Use Data Transmission Service (DTS) to stream data changes from a PolarDB for MySQL cluster into a Message Queue for Apache Kafka topic in real time. DTS captures the initial full dataset and all subsequent incremental changes, keeping your Kafka consumers current with the source data.

Prerequisites

Before you begin, ensure that you have:

A PolarDB for MySQL cluster. See Purchase a pay-as-you-go cluster or Purchase a subscription cluster
A Message Queue for Apache Kafka instance with a topic created to receive synchronized data. See Step 1: Create a topic
Read permissions on the objects to be synchronized granted to the database account used by DTS

Limitations

Source database requirements

Tables must have a PRIMARY KEY or UNIQUE constraint with all fields unique. Without this, the destination may contain duplicate records.
If you rename tables or columns in the destination database, a single task can synchronize up to 1,000 tables. For more tables, configure multiple tasks or synchronize the entire database instead.
If you need to synchronize incremental data, binary logging must be enabled and the loose_polar_log_bin parameter must be set to on. See Enable binary logging and Modify parameters.

Enabling binary logging on a PolarDB for MySQL cluster incurs storage charges for the binary log files.

Read-only nodes of the source cluster cannot be included in a synchronization task.
DTS periodically executes CREATE DATABASE IF NOT EXISTS \test\`` on the source database to advance the binary log position. This is expected behavior.

Binary log retention

Insufficient binary log retention causes DTS to lose its position, which can interrupt the task and cause data inconsistency.

Task type	Minimum retention period
Incremental data synchronization only	24 hours
Full + incremental data synchronization	7 days

After full data synchronization is complete, you can set the retention period to more than 24 hours. Make sure that you set the retention period of binary logs based on the preceding requirements. Otherwise, the SLA of DTS does not guarantee service reliability or performance.

Single-record size limit

Kafka rejects records larger than 10 MB. If a source row exceeds this limit, DTS cannot write it and the task is interrupted.
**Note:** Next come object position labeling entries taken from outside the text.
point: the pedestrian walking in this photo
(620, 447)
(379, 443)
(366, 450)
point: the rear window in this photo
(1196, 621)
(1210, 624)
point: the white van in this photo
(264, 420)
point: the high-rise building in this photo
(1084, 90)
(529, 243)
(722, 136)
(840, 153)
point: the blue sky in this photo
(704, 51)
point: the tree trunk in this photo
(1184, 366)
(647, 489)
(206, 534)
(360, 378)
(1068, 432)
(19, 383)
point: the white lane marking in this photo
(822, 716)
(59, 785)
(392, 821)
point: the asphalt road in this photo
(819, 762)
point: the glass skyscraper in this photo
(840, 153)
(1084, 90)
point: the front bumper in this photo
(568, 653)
To handle tables with large fields, use either of the following approaches:

Exclude those tables from the task objects entirely
Include the tables but add filter conditions to exclude the large-field columns

If you have already added a table with large fields, remove it from the selected objects, add it again, and then set the filter conditions.

DDL operations during synchronization

Do not run pt-online-schema-change on source tables while a task is running — this can cause synchronization to fail.

We recommend that you use only DTS to write data to the destination database. This prevents data inconsistency between the source and destination databases. If DTS is the only writer to the destination database, you can use Data Management (DMS) to perform lock-free DDL operations on the source tables. If you use tools other than DTS to write data to the destination database, data loss may occur in the destination database when you use DMS to perform online DDL operations.

Supported synchronization topologies

One-to-one
One-to-many
Many-to-one
Cascade

For details, see Synchronization topologies.

SQL operations that can be synchronized

Type	Statements
DML	INSERT, UPDATE, DELETE
DDL	CREATE TABLE, ALTER TABLE, DROP TABLE, RENAME TABLE, TRUNCATE TABLE
DDL	CREATE VIEW, ALTER VIEW, DROP VIEW
DDL	CREATE PROCEDURE, ALTER PROCEDURE, DROP PROCEDURE
DDL	CREATE FUNCTION, DROP FUNCTION, CREATE TRIGGER, DROP TRIGGER
DDL	CREATE INDEX, DROP INDEX

Create a synchronization task

Step 1: Open the Data Synchronization Tasks page

Log on to the DMS console.
In the top navigation bar, click DTS.
In the left-side navigation pane, choose DTS (DTS) > Data Synchronization.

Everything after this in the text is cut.